Para colmo, en la escuela no faltaba la oportunidad para bombardearnos a nosotras, las feas y gordas. Se hacían desfiles con el fin de juntar plata para viajes o fiestas de egresados. A veces, como eran muy pocas las chicas de un curso que se animaban a desfilar, llamaban a otras de grados más bajos que, aunque fueran más chicas, no dejaban de poseer maravillosa y envidiable belleza. Entonces yo veía a casi todas las pibas de mi curso charlar sobre qué tapado de piel se pondrían, qué minipollera usarían (cosa que pudieran lucir sus piernas de atletas) usarían; imagínense yo, descolgadísima total. En mi afán de pasar inadvertida en esos momentos me iba al patio de la escuela a comer un Milka y pensar: «al menos ellas no pueden hacer esto tan seguido como yo», estaban condenadas a la lechuga y al mal humor de la falta de calorías, y además, pensaba, un buen cuerpo no garantiza la felicidad. Cuando regresaba me sentía una estúpida total al advertir que los varones corrían la cabeza cuando pasaba como si les molestara el mastodonte que se movía entre los bancos con dificultad hacia el fondo, tapando por un instante la visión de las winners.
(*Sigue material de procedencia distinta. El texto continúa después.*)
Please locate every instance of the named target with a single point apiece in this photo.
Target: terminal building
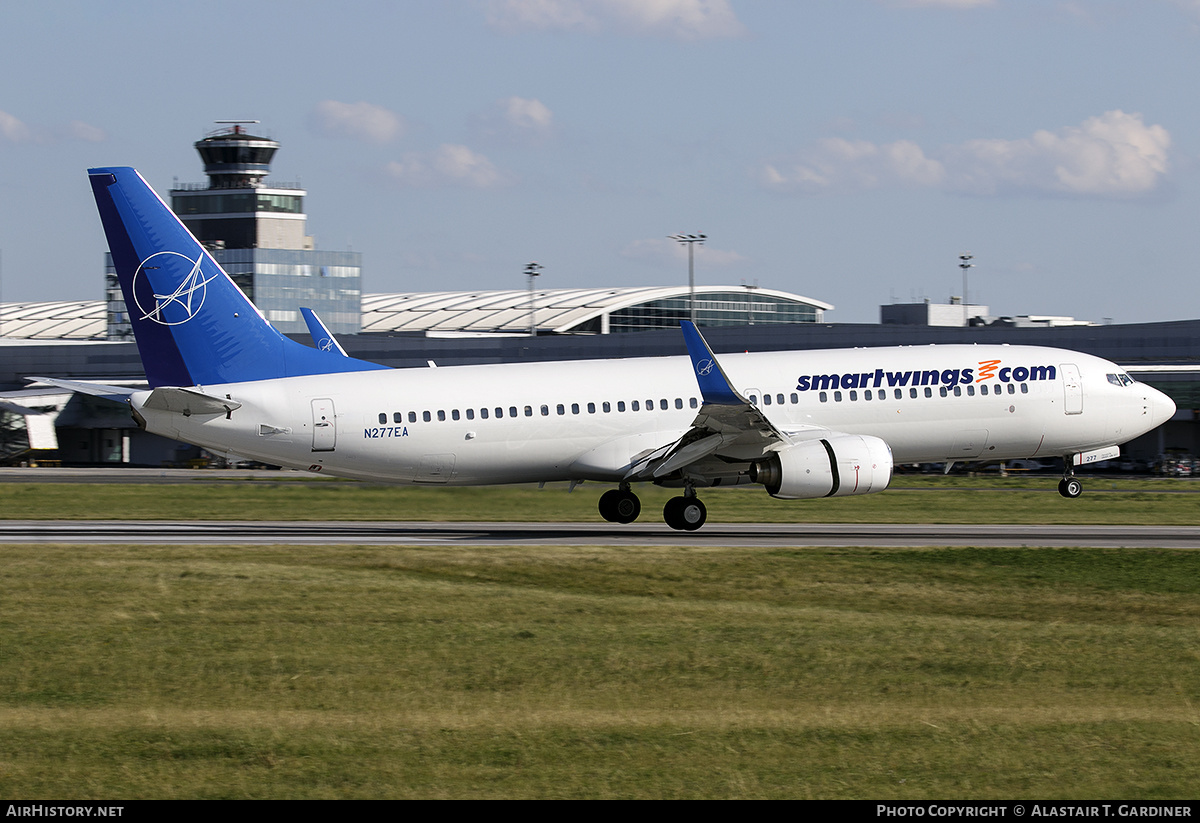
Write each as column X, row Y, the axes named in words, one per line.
column 257, row 232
Murmuraba por dentro «trágame tierra» (eso sí, abrí bien la boca porque yo, semejante gorda, no soy fácil de digerir). Aun siendo gorda no quería cambiar, sabiendo que eso implicaría dejar de comer. Veía a la comida como algo sagrado. No comer una tarde, una noche, un día, para mí era fatal. Empezaba a ponerme de mal humor, a sentirme mal, creía que si no comía un día iba a desnutrirme y morir ahogada en el vacío. ¡Ja! Me iba a llevar años morirme con toda la recarga de grasa que tenía encima. Y si por «x» motivo no podía comer hoy, entonces me proponía que mañana, de la bronca, me comería todo lo que el día anterior no había podido comer. Comía por ansiedad; vivía ansiosa constantemente esperando la belleza, la perfección, el amor, todo eso que nunca había llegado y que obviamente jamás llegaría por mi estado. Sin embargo, siempre fui bonita para los míos, o de eso intentaban convencerme. Yo, depresiva, tenía que soportar que todo el mundo tratara de elevarme la autoestima diciéndome cualquier cosa, mintiéndome sin parar. «¡Oh, estás más flaca!», cuando la grasa se peleaba con la celulitis a ver cuál de las dos podía tomar más partes de mi cuerpo.